The TensorRT log shows my layers get assigned “Half” precision and not “Int8” - I would like to know why.

Most operations in the model are squeeze / unsqueeze / concat, etc’ but it also has Conv2D / Relu. Still those operations must perform faster when Input / Output is quantized to 8 bits.

Hi, Please refer to the below links to perform inference in INT8

Thanks!

Thanks @NVES ,

Those resources don’t seem relevant to my issue.

I have an model, ONNX was provided this thread.
I expect that when I ask trtexec to generate an engine file with “–best” settings, I will get some Int8 layers.
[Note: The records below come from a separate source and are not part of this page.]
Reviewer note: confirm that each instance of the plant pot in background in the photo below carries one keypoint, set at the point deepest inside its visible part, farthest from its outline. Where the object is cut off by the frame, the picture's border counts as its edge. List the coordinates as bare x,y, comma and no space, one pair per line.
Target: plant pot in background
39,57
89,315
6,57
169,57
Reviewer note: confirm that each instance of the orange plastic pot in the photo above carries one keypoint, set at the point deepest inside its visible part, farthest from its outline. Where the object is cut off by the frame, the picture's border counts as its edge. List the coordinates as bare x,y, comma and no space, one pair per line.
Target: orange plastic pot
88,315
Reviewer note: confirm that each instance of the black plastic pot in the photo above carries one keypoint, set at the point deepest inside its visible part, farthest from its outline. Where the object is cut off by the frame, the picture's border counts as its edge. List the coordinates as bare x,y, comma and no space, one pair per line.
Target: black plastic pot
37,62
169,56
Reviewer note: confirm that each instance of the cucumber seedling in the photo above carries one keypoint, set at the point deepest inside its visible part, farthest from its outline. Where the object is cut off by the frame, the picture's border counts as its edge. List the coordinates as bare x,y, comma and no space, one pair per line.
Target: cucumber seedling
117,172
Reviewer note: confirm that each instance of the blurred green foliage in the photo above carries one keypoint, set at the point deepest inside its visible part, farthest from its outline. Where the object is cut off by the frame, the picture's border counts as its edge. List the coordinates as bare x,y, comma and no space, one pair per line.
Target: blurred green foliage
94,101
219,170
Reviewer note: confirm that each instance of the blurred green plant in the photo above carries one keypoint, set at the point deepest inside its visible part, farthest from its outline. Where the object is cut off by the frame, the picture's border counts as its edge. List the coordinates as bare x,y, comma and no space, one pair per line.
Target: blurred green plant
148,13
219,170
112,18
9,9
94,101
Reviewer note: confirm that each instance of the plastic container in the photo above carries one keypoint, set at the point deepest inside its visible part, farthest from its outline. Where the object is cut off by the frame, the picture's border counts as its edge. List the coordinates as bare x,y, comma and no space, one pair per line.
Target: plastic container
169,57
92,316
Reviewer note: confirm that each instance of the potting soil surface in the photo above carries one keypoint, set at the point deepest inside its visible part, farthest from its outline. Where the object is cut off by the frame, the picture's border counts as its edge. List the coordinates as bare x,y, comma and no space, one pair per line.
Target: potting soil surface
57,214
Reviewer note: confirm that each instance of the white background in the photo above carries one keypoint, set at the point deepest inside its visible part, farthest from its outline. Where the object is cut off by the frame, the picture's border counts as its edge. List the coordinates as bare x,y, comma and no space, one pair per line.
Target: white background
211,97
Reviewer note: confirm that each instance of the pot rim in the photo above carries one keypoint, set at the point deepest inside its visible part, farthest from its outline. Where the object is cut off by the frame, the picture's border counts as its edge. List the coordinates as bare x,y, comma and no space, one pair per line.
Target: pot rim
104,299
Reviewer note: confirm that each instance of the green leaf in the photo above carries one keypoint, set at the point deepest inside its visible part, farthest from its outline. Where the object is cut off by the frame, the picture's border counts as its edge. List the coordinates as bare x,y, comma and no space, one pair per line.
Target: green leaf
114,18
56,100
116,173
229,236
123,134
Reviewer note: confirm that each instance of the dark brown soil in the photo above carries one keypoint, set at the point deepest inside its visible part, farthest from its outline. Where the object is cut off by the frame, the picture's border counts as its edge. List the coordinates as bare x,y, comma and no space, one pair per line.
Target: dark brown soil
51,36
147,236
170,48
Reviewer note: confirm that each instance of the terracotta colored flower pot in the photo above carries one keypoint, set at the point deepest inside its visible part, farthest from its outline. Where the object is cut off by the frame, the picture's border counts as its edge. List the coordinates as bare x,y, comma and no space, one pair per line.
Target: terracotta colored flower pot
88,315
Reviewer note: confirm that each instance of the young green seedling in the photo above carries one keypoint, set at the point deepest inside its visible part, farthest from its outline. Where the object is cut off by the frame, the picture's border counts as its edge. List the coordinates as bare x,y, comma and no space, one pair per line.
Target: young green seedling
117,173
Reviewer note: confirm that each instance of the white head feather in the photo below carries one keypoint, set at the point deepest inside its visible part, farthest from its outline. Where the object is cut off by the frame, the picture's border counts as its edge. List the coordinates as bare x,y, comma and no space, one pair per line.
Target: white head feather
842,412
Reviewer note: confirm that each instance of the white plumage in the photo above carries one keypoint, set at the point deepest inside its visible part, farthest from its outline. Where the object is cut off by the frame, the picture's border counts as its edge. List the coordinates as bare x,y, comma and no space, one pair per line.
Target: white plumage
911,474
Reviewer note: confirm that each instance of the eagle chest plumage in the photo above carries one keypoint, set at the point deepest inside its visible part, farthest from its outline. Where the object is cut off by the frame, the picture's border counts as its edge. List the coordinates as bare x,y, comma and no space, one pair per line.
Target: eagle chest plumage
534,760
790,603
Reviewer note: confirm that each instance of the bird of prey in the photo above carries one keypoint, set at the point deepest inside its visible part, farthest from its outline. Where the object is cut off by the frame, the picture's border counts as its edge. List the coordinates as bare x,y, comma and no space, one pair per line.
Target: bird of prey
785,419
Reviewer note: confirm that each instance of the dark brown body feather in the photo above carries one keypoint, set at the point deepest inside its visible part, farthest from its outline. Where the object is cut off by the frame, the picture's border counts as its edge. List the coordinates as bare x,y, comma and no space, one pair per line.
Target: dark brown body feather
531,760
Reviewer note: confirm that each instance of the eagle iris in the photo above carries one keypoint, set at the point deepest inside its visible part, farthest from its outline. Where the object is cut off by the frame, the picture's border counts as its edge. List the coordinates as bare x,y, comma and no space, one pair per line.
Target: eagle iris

But for my model, trtexec produces layers with Half precision.

My question is why doesn’t my model get Int8 layers? Could you please check my model?
I couldn’t understand from the log file why it rejects setting Int8 layers.

Even if I provide a calibration file for the model, it still does not generate Int8 layers.

Hi,

Sorry for the delayed response.
When we give –-best, TensorRT will choose the better one among 3 precisions based on the runtime, network.

Also, The network consists of many convs with tiny input channels (C) and output channels (K). Something like 1 or 5.
INT8 TensorCores require us to pad C and K to 32, so essentially it will waste a lot of computations and does not have benefits compared to FP16.

Also, we are not sure why the model requires so many Split ops and tiny Conv ops. If we want to use grouped conv or depthwise conv, we should use a single Conv op with the group attribute set to the number of groups, instead of splitting each group into standalone Conv ops.

Hope this helps.
Thank you.